In step 420, upon user selection of a suggested search in the set of alternative search terms 110, a search may be performed on that set of query refinements. In step 422, results from searching on the set of alternative search terms 110 may be presented, and a further set of alternative search terms 110 may be generated and presented. In embodiments, it may be noted that any of the alternative search logic 118 may be performed independently, or in a nested or repeated fashion, with different types or classes of refinement being applied in one or more sequence. In step 424, processing may repeat, return to a prior processing point, proceed to a further processing point or end.
The foregoing description of the invention is illustrative, and modifications in configuration and implementation will occur to persons skilled in the art. For instance, while the invention has generally been described in terms of a search service 114 apply alternative search logic 118 hosted in a single site or resource, in embodiments the alternative search logic 118 may be extensible and distributed amongst separate local or remote services, machines or resources.
Similarly, while the invention has in embodiments been described as illustratively operating on search input 108 received via a search service 114 which may be located on the Internet, in embodiments the search service 114 or other search engine or search logic may be located, accessed or hosted in other public or private network or other online resources. Moreover, while in embodiments the invention has been generally described as directly operating on the user's most recently inputted search terms 108, in embodiments the invention may operate across more than one query or query session generated by the user. In that regard, a prior input of the term “Toyota” may cause the alternative search logic 118 to select different, automobile-related terms for a subsequent entry of the term “Ford”, for example.

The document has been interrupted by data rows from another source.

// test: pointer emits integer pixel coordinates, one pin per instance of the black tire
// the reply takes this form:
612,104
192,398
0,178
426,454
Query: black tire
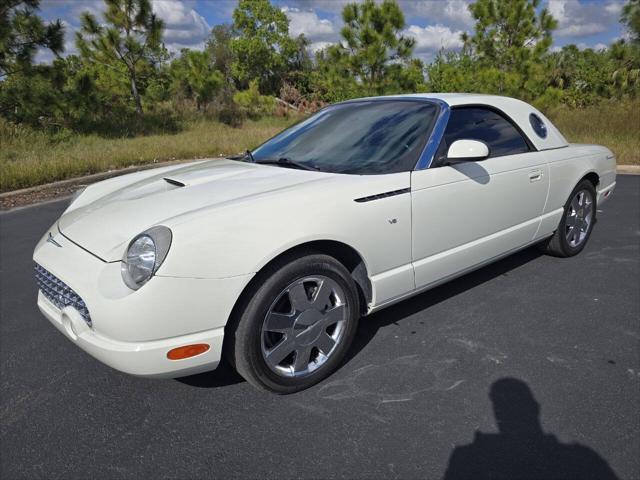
243,342
558,245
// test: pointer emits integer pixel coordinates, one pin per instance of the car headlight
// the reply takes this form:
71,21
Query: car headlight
144,255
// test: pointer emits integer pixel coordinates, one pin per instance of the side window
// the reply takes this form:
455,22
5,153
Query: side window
477,123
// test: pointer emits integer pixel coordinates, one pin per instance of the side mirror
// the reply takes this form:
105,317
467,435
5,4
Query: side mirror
467,150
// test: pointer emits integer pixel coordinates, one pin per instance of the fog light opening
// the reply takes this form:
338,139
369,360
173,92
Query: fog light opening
187,351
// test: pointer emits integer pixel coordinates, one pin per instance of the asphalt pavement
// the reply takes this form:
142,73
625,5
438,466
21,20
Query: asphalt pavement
539,355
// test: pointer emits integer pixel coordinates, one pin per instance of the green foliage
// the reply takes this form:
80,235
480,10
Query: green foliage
22,32
124,83
220,51
374,58
263,48
129,42
194,76
252,104
631,19
509,34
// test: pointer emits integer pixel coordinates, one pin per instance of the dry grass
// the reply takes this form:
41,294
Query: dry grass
29,157
616,125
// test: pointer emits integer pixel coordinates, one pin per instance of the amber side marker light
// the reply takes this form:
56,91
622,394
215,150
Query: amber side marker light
187,351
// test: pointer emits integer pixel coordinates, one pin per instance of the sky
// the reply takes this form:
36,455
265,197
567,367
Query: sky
435,24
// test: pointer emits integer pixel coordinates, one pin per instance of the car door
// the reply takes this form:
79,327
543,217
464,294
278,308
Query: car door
467,213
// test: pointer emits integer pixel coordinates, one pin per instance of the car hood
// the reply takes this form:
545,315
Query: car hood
106,224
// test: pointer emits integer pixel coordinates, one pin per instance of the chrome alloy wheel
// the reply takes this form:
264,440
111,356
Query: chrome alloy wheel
304,326
578,219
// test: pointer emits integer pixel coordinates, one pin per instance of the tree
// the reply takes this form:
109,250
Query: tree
631,19
509,34
262,46
22,33
194,75
131,38
373,42
219,49
374,58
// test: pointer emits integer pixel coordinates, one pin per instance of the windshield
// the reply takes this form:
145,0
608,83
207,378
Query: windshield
365,137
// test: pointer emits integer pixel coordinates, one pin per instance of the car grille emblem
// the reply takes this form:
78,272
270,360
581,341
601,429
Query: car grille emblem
50,239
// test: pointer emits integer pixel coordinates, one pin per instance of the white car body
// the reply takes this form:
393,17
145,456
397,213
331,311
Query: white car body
232,218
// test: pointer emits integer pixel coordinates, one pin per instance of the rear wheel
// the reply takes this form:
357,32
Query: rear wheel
297,325
577,222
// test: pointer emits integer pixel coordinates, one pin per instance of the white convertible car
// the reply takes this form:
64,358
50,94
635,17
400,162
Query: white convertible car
269,260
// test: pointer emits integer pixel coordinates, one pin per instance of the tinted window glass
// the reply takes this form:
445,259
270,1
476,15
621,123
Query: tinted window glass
538,125
368,137
500,135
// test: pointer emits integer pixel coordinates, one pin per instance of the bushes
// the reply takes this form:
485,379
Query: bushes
254,105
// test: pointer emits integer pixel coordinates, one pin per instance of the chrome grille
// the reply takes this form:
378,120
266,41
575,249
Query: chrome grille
59,293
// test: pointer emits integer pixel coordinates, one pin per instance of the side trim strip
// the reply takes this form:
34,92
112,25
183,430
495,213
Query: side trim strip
378,196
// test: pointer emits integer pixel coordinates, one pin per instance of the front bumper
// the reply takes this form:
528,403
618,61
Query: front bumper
132,331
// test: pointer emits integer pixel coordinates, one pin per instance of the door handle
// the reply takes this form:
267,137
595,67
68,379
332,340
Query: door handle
535,175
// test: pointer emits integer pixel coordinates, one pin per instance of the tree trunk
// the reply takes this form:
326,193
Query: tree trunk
136,94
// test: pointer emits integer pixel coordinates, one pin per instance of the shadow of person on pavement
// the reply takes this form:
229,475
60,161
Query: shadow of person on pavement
521,450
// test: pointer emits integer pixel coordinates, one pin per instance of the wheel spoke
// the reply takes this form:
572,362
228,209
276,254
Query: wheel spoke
575,204
279,322
576,236
325,343
299,298
302,359
569,234
333,316
279,352
317,304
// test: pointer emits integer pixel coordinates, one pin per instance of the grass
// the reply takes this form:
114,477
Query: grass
616,125
30,157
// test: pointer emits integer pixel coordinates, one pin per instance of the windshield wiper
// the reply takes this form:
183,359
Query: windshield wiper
286,162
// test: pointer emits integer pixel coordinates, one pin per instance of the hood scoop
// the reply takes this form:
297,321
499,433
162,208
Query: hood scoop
174,182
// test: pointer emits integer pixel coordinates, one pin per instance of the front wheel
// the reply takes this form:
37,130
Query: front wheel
577,222
297,324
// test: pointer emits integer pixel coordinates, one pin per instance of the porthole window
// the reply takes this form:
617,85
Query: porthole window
538,125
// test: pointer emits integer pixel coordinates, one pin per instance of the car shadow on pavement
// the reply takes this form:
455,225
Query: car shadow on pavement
369,326
220,377
225,374
520,449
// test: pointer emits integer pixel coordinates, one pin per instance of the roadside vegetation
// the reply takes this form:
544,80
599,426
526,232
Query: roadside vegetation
125,100
31,157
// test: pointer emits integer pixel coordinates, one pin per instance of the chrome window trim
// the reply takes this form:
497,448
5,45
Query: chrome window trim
437,132
430,149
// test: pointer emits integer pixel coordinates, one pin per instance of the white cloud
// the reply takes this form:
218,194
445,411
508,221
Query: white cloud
576,19
614,8
317,46
454,13
184,27
432,38
308,22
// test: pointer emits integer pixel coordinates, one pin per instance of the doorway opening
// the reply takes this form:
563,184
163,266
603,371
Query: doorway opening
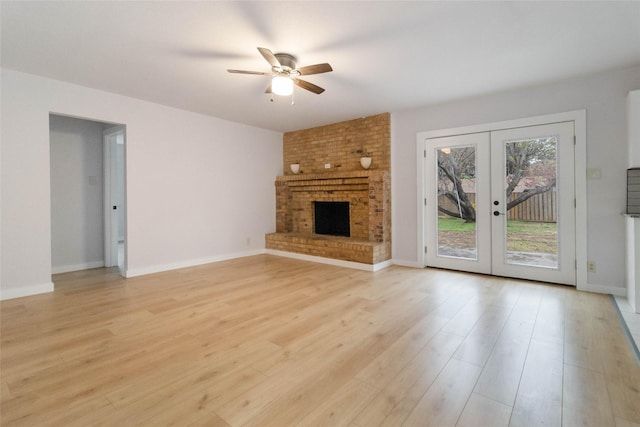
87,160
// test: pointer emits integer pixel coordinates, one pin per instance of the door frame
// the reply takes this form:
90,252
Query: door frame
110,177
578,117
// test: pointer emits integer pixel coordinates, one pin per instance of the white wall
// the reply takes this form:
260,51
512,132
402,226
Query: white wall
77,206
602,95
199,188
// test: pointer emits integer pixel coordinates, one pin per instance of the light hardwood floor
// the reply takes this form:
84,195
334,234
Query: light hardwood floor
269,341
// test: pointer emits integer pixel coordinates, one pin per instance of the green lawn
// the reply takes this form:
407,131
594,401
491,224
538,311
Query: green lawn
521,236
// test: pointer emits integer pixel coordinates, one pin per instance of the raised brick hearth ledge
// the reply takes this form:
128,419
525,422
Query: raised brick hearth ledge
368,194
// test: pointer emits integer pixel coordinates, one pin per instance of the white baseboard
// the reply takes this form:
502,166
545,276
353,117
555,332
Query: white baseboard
188,263
77,267
404,263
26,291
602,289
331,261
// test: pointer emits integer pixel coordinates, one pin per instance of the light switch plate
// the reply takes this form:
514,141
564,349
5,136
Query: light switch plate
594,173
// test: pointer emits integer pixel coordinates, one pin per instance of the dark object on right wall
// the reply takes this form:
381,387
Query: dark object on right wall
633,191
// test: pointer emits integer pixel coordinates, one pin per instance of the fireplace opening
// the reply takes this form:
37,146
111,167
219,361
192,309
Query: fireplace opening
332,218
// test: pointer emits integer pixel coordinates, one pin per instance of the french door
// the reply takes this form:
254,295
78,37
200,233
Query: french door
502,203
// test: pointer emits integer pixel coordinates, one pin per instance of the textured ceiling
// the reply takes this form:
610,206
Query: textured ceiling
386,56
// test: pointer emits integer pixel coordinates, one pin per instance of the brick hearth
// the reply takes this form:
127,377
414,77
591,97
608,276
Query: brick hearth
368,192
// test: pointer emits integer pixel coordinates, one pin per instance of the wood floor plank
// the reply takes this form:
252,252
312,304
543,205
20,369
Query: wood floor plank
539,397
585,399
445,400
501,375
272,341
396,399
482,411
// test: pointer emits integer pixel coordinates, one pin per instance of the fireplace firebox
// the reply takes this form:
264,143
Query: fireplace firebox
332,218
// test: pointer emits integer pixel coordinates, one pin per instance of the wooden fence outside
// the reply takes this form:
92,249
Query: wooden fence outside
539,208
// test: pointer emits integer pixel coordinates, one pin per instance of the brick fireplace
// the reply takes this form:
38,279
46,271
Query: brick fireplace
367,192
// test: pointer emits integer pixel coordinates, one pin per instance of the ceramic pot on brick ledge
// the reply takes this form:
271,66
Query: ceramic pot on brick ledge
365,162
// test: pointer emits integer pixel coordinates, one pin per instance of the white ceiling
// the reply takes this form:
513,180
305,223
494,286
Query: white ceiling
386,55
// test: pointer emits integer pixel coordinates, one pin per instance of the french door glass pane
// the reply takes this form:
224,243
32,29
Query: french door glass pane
531,197
456,202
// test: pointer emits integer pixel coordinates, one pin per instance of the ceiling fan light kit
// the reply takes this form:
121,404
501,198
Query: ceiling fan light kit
281,85
285,74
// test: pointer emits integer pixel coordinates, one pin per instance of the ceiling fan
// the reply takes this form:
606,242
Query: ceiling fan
285,74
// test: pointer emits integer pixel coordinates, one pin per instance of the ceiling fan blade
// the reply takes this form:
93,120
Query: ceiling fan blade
258,73
270,57
308,86
314,69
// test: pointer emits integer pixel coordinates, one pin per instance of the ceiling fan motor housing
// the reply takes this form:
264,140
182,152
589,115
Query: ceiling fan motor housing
288,62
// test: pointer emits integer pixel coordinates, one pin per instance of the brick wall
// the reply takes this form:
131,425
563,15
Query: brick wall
367,191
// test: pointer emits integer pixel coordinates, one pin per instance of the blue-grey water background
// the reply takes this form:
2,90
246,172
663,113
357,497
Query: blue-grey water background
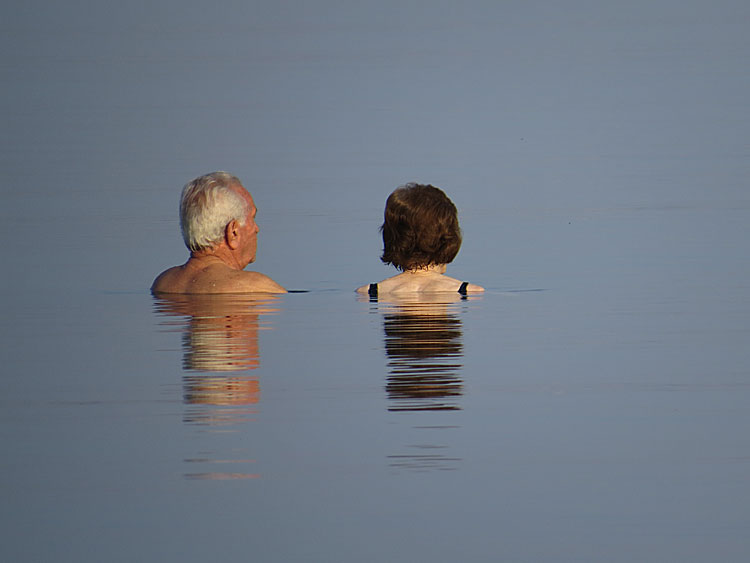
593,405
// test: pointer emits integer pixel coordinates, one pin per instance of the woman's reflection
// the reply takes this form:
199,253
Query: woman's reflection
423,342
219,342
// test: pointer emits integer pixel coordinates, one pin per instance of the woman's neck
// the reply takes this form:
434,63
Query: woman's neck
430,269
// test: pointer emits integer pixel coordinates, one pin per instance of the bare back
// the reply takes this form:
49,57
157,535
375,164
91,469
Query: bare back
198,278
420,282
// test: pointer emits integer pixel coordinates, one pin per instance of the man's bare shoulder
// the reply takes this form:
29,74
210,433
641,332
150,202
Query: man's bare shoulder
168,281
241,281
213,279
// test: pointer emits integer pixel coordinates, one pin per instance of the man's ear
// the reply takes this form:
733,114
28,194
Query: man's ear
232,234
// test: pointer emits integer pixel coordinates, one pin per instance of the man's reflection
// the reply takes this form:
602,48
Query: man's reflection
219,342
219,334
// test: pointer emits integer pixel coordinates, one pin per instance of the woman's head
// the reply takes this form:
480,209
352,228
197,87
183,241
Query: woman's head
420,228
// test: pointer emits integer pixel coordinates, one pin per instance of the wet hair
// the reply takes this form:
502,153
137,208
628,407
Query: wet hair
207,205
420,228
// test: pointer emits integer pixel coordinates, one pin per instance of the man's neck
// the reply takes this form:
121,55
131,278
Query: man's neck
218,255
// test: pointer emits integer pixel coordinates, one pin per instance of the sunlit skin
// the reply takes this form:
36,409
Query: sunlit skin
220,269
421,280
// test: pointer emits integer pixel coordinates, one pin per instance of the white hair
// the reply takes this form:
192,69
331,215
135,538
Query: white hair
207,205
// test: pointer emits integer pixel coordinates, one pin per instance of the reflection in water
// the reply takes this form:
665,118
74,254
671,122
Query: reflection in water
423,343
219,335
424,348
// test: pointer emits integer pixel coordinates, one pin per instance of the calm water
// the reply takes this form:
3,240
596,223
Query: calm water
592,405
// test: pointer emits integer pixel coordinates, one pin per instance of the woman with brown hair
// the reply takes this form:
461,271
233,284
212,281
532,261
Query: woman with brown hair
420,237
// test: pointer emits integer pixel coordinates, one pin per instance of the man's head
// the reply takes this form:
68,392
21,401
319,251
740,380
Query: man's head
212,203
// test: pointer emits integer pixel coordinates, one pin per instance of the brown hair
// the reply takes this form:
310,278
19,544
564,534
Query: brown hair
420,228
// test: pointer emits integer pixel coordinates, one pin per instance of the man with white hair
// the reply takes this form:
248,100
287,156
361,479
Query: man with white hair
217,218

Further, in embodiments again the search logic or engine may for example be hosted in, and execute on client 102 itself, for instance to search the client machine's hard drive, optical or other storage on an offline or local basis. Other hardware, software or other resources described as singular may in embodiments be distributed, and similarly in embodiments resources described as distributed may be combined. Further, while the invention in embodiments has been generally been described as receiving the search input 108 from a user at client 102 or otherwise, in embodiments the search input 108 may be received from other automated, direct, indirect, stored, offline, batched or other sources. The scope of the invention is accordingly intended to be limited only by the following claims.